Sentiment Analysis with Python

Lab 2: Code-Along

Agenda

  1. Sentiment Analysis

  2. Python Sentiment Library - VADER

  3. Perform Sentiment Analysis with VADER Library

    • Import and Preprocess Data (Lab 1.2; Lab 1.3)

    • Get Sentiment Values

    • Sentiment Value Summaries and Visualization

      • Sentiment Counts (Lab 1.4)

      • Single Sentiment Value (Lab 1.4)

      • Sentiment Over Time

Sentiment Analysis

What is sentiment analysis?

Sentiment analysis is a natural language processing (NLP) technique used to determine the sentiment or opinion expressed in a piece of text. It involves analyzing the text to classify its polarity as positive, negative, or neutral. This analysis can be applied to various forms of text, such as product reviews, social media posts, customer feedback, user experience and more.

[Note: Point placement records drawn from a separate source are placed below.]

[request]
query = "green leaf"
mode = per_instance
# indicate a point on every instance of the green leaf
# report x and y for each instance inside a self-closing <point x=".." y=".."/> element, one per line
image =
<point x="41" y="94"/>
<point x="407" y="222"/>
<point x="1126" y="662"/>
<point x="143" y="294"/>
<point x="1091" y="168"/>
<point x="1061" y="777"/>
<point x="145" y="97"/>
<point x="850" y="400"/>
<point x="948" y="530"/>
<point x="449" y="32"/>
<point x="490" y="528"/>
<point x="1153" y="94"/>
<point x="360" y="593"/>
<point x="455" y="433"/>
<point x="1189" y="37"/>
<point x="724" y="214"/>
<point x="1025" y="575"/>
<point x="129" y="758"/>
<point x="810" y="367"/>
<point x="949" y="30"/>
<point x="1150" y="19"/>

Python Sentiment Library - VADER

VADER

VADER (Valence Aware Dictionary and sEntiment Reasoner) is a lexicon and rule-based sentiment analysis tool specifically designed for analyzing sentiments in social media texts.

  • Lexicon-based: VADER uses a lexicon (dictionary) that maps words to sentiment scores (positive, negative, neutral). Each word in the lexicon is rated based on its sentiment polarity.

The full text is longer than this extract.